Der Atem während der Entspannung

Nachdem man den Körper in Savasana‑Stellung gebracht hat, sollte man die Entspannungsübung mit einigen tiefen, ausgiebigen YogaAtemzügen anfangen, um den Körper ruhig und entspannt zu machen. Während dieser Art der Atmung versuche man sich vorzustellen, daß das Einatmen den ganzen Körper mit Gesundheit, Kraft und Schönheit erfüllt, und man richte seine Aufmerksamkeit nach innen auf diese Eigenschaften und vergesse die äußere Welt. Bei der Ausatmung kann man sich vorstellen, daß man alles Schmerzhafte, Kranke und Schlechte zusammen mit dem ausströmenden Atem wegwirft. Solche Autosuggestionen sind sehr hilfreich, und im Anfang sind sie beim Erlernen der Kunst der Tiefenentspannung sogar nötig. Bei der Beschreibung von Savasana ist eine leichte und wirksame Entspannungsmethode in Form systematischer Autosuggestion gegeben. Man sollte sie versuchen und sich die Zeit nehmen, den Vorgang zu lernen, wobei man nicht enttäuscht sein darf, wenn nicht gleich der erste Versuch gelingt. Regelmäßige und systematische Übung ist der Schlüssel zum Erfolg bei allen Arten von Yoga.

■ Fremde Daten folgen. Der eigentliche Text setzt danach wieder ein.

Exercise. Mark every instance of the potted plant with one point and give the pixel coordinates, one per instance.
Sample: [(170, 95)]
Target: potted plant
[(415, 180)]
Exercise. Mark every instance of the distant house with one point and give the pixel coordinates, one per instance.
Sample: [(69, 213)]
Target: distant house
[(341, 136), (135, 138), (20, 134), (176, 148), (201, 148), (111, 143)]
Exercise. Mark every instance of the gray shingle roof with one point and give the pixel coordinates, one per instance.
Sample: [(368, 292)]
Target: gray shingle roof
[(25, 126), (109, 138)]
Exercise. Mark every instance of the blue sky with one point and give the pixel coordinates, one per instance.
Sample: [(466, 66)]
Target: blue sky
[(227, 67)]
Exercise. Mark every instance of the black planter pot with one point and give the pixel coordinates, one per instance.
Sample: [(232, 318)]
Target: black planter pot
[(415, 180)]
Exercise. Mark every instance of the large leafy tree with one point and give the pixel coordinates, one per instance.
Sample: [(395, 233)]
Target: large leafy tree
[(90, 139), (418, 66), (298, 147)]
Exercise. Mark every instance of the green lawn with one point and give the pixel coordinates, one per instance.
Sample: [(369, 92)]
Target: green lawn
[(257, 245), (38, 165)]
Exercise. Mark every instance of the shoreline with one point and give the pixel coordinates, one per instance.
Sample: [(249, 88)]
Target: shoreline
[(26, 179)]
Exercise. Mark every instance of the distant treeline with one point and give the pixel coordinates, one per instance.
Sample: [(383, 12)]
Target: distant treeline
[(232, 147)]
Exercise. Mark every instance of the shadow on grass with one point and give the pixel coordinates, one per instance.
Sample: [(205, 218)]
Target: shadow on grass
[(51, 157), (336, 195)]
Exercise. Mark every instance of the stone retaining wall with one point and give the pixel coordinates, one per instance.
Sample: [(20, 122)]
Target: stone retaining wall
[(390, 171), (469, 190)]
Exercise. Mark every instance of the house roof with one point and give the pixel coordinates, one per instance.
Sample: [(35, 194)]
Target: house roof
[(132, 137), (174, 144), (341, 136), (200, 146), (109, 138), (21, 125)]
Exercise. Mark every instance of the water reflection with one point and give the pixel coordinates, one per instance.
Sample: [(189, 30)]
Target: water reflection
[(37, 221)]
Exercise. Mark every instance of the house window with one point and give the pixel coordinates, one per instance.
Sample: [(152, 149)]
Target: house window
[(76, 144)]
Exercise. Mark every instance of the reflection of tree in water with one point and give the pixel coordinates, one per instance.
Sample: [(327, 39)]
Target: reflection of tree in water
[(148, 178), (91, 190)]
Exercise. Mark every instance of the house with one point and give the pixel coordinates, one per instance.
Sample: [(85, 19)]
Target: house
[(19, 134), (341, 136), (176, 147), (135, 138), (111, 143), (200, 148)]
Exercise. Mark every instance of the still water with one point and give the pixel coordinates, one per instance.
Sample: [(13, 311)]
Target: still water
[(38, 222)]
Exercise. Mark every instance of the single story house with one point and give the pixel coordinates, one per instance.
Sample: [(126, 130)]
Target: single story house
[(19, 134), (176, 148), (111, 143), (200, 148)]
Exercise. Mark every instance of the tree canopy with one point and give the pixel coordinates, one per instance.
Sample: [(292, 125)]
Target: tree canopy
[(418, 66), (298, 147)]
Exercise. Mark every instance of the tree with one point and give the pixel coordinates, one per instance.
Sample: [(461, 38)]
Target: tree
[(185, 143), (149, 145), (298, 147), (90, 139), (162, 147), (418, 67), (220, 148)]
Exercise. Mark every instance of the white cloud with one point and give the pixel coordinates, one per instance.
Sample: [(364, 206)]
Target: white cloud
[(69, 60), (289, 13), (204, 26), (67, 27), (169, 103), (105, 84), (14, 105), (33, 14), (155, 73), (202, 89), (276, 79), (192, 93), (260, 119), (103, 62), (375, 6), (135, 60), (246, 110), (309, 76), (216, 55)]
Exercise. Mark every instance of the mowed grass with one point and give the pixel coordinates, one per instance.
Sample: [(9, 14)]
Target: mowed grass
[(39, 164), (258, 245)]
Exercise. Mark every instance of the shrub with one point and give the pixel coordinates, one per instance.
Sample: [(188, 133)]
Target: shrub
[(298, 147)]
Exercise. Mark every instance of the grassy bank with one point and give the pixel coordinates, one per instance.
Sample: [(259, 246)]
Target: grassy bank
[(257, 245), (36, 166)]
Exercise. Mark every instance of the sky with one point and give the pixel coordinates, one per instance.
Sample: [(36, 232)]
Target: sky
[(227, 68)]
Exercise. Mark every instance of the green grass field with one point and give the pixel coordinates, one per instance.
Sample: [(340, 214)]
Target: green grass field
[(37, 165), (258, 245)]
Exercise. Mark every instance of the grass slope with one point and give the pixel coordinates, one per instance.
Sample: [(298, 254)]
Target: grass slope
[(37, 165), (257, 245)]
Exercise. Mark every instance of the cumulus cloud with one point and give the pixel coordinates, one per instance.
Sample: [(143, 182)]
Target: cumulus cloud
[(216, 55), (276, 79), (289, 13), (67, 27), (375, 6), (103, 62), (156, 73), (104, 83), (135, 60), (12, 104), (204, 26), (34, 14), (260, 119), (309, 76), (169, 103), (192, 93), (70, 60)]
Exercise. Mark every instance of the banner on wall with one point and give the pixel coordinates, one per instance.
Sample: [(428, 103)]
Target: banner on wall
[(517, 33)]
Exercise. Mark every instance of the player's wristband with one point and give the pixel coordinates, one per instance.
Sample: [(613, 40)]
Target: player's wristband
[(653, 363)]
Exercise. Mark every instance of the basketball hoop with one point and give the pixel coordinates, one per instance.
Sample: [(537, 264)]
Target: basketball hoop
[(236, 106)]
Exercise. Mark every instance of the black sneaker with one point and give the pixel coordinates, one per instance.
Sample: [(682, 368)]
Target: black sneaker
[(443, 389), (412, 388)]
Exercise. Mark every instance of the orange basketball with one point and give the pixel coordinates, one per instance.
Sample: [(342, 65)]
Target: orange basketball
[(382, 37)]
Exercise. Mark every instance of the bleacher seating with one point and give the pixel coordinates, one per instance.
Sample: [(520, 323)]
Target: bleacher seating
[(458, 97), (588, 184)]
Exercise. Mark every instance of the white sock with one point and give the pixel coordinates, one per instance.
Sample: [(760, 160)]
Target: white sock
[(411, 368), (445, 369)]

Gedanken während der Entspannung

 

Wenn man beginnt, eine bewußte Entspannungstechnik zu üben, mag man es schwierig finden, die Gedanken und Vorstellungen zweckentsprechend auszurichten. Die Gedanken haben die Neigung, ihren eigenen Weg zu gehen, weg von dem bedachtsamen geistigen Prozeß der Yoga‑Entspannung. Wer diese Schwierigkeiten beim Versuch des systematischen Lernens hat, dem mag es helfen, wenn jemand anderes ihm während der Übung Anweisungen gibt, oder er kann sich einer Yoga‑Gruppe anschließen. Man kann auch seine eigenen Anweisungen auf Band nehmen und bei der Übung abspielen. Ist jedoch der Anfang der Entspannung vorbei, so sollte man diese Verbindung zur äußeren Welt fallenlassen, um eine vollständige und ungestörte Vertiefung in den inneren Frieden und die Stille zu ermöglichen.

Geistige Erfahrungen während der Entspannung

Im Zustand tiefer Entspannung macht man manchmal ungewöhnliche innere Erfahrungen. Das Gefühl einer angenehmen, warmen Schwere im Körper ist eine allgemeine Erfahrung, die fast jedesmal eintritt. Manche haben die Empfindung, daß das Körperbewußtsein schwindet, oder ihr Körper scheint ihnen extrem leicht und es kommt ihnen vor, als treibe er gleichsam ruhig im leeren Raum. Andere sehen Lichterscheinungen oder hören angenehme, entfernte Klänge. Diese Erfahrungen sind nicht schädlich, sondern sie zeigen nur, daß der Geist sich von den Sinnen und der äußeren Welt zurückgezogen und sich seinen eigenen inneren Aktivitäten zugewandt hat.